Using a data set of high school entry and exit exam scores that I collect, a value-added regression shows that this policy leads to an increase in teaching quality measured by value-added. However, a difference-in-difference regression shows that such increase in quality is not distributed equally among schools. Top tier high schools with better ability to attract students and to collect tuition are more likely to have a larger increase in their qualities.


On the demand side, I estimate an empirical model of school choice by students. I collect data of students' reports of school preferences. Students are allowed to rank a limited number of schools of their choice in a report that they must file before taking the entrance exam. They are then admitted through a variation of serial dictatorship mechanism. Thus, students need to be strategic, and consider not only their true preferences, but also their beliefs about admission probabilities based on a noisy signal of their test scores. I use such reported preferences to estimate students’ true school preferences and beliefs about admission probabilities. The spread of the characteristics between the first and last reported schools is useful to identify the variance of the noisy signal. The interaction between student and school characteristics helps to identify important utility parameters. I estimate the parameters using simulated moments, together with an algorithm I propose to find optimal reports for individual students. Results show that students prefer quality and dislike price. More importantly, students with higher scores, when compared to students with lower scores, care more about quality and less about price.

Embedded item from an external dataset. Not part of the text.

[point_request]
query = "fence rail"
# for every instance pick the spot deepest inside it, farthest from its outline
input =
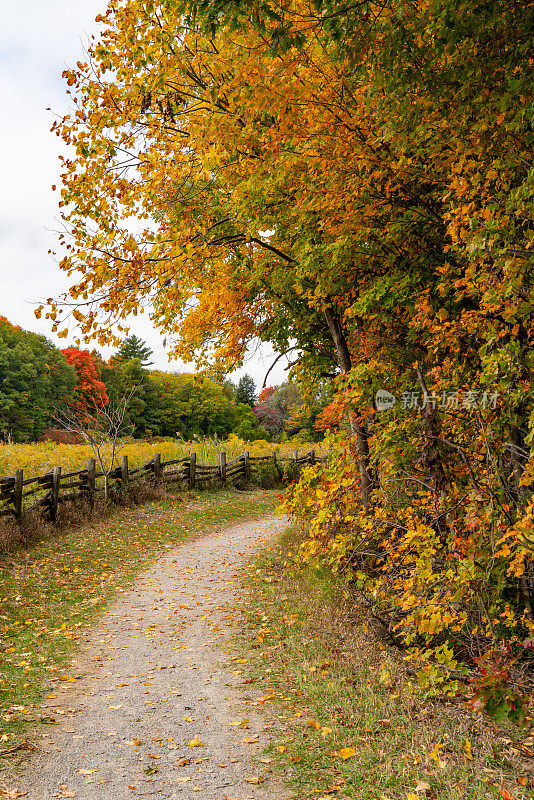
(46, 492)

On the supply side, I model schools to care about a weighted average between profit and its quality, so as to incorporate the facts that schools may want to keep excess demand in the market. To better understand schools’ choice of quality, I explicitly model schools' marginal costs of producing quality as being quadratic in quality. I combine such models of school competition with the demand side to estimate the model. Results show that better schools have lower marginal cost of producing quality and will choose a higher level of teaching quality.


The counterfactual analysis shows that introducing subsidies to low income students while keeping the current priced admission options would give students more equal access to better schools, while keeping the quality gain brought by market incentives. Another counterfactual analysis shows that the quality gain brought by market incentives are driven by more funds to improve quality and schools’ preference for quality.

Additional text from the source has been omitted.